There are actually a couple of obvious legal arguments on both sides (e.g. "I thought they put up the markings themselves" vs. "I was warning the admin"), wich could confuse things immensely.
-- Terry
Sorry to be the only one not to know what a WEP node is. Anyone care to help out?
Oh great, go around drawing on bits of other people's walls so it becomes a bit easier to leech off some third person's network connection.
If these people are so technically clued-up, why not use computers to do the work? Store the geographical information in a file and download it to your machine once a week or so. Then either use GPS or just type in the street name.
-- Ed Avis ed@membled.com
Ok, according to the PDF the number below the symbol is supposed to be the ammount of bandwidth the node in question has. So, just how many kbps is "1*5"?
We're going to make information free Mr. Anderson, whether you like it, or not.
...because I am one of those people trying to seriously encourage community wireless and if that activity is seen to be some sort of cracker plot it will be damaged.
I want the local computer users near me to buy wireless cards and log into my node, they aren't going to buy the cards if they think somebody is going to use them to steal their data.

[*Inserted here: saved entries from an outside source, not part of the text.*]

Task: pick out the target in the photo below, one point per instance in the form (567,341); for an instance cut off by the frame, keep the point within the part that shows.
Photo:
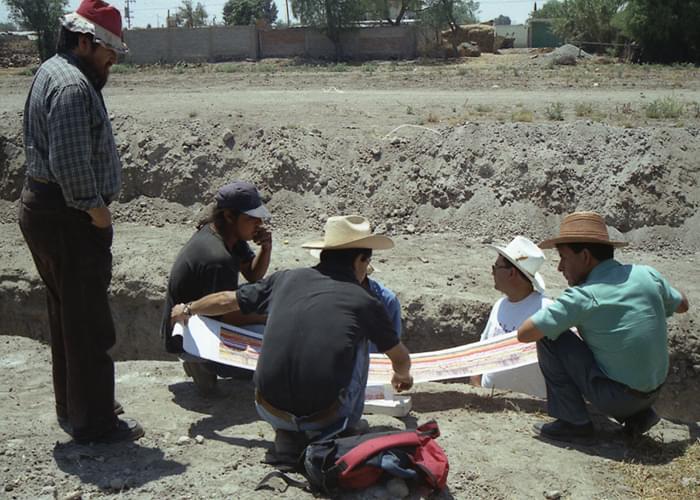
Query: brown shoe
(203,377)
(62,416)
(126,429)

Now they'll make it illegal for anyone under 18 to buy chalk too!
My name fits again.
I'm patenting it as you type.
Liberty uber alles.
Vampire markings, safe houses, blood banks etc. Will we be seeing people going around with their WiFi card make and model on the back of their necks?
limbo.
this is exactly something I was thinking about doing!
I already have one place to warchalk, and its gonna get bigger as time goes by. YAY, I finally have a reason to buy a nice wi-fi card
hee hee hee
--whats a sig file?-- >:-}
I think we all know that this would be a very bad thing to do.

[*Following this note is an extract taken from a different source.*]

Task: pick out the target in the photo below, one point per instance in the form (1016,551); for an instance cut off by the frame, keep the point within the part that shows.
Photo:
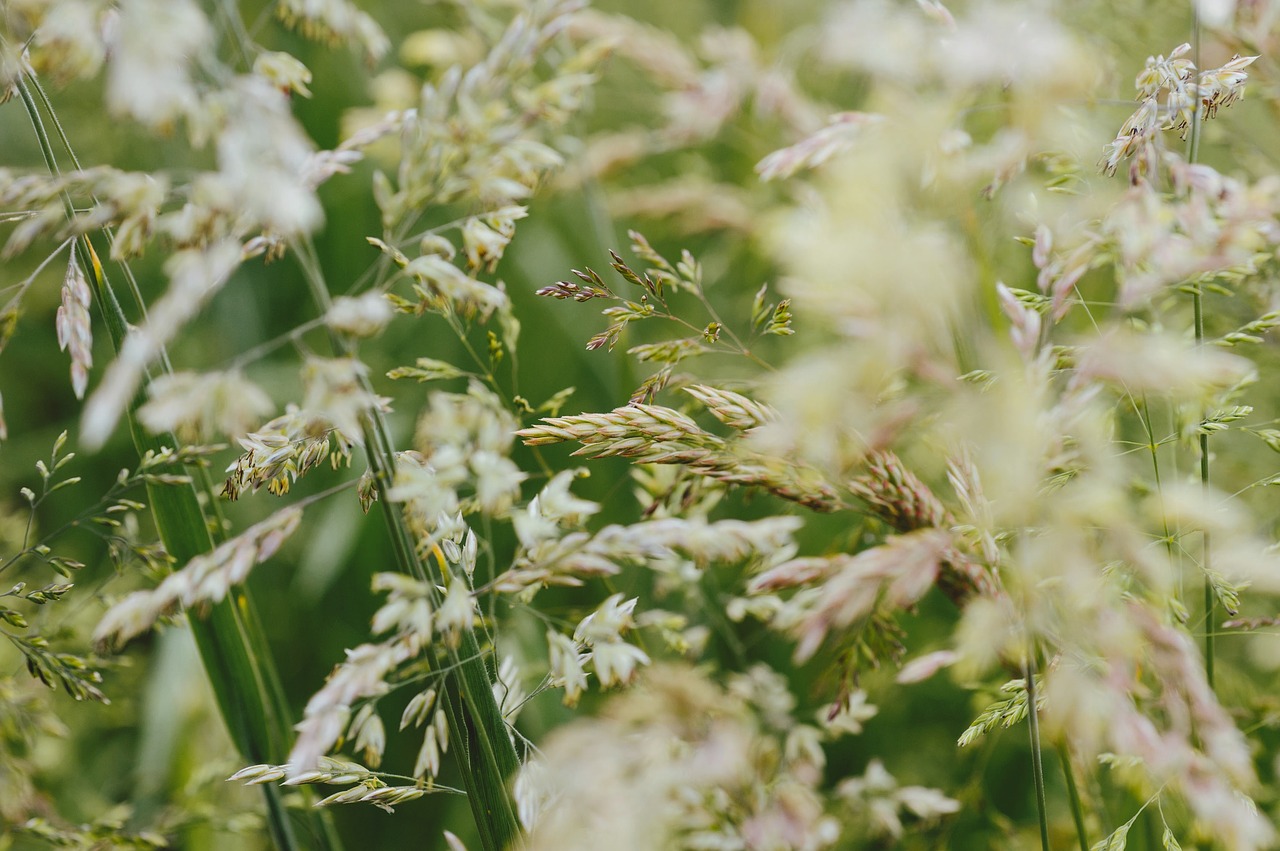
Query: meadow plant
(952,419)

Also, don't think that if you get "spray chalk" that it will actually wash away. I know that OSU students are probably familiar (Woohoo! ALTERNATIVE thingy on May 18th!) with this. Some of our Undergrad Student Government candidates spray chalked the sidewalks asking people to vote for them. The elections are long over and still, the plea remains. I think they won, so they don't look like *complete* idiots.
Withdrawal before climax is very ineffective and those who try this are usually called "parents."
[snip]
This is F***ing ridiculous. Go buy your OWN damn access and stop taking others' just because you can.

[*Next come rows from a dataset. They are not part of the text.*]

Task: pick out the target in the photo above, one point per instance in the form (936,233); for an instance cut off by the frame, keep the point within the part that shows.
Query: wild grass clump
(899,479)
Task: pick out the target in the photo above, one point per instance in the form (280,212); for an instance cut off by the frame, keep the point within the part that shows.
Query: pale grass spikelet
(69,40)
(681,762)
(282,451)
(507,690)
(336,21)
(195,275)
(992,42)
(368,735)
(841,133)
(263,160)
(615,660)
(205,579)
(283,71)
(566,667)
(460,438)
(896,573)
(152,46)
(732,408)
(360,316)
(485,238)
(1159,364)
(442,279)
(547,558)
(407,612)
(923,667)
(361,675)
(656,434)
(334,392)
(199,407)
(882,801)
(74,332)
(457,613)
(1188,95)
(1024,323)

This is not ridiculous at all, since the United States' cybersecurity czar said that these idiots deserve their fate:
"If you spend more on coffee than on IT security, then you ... deserve to be hacked."
http://news.com.com/2100-1001-840335.html
I'm sorry, but these morons desperately need a wake-up call.
In times of universal deceit, telling the truth gets you modded -1 Troll
Hell, automate the process:
http://www.core77.com/reactor/tagmaster.html
Okay, not actually. Neat toy, but I'm all for impermanence in this case. Someone already pointed out the transient nature of nodes, and you don't want the tag outlasting its validity.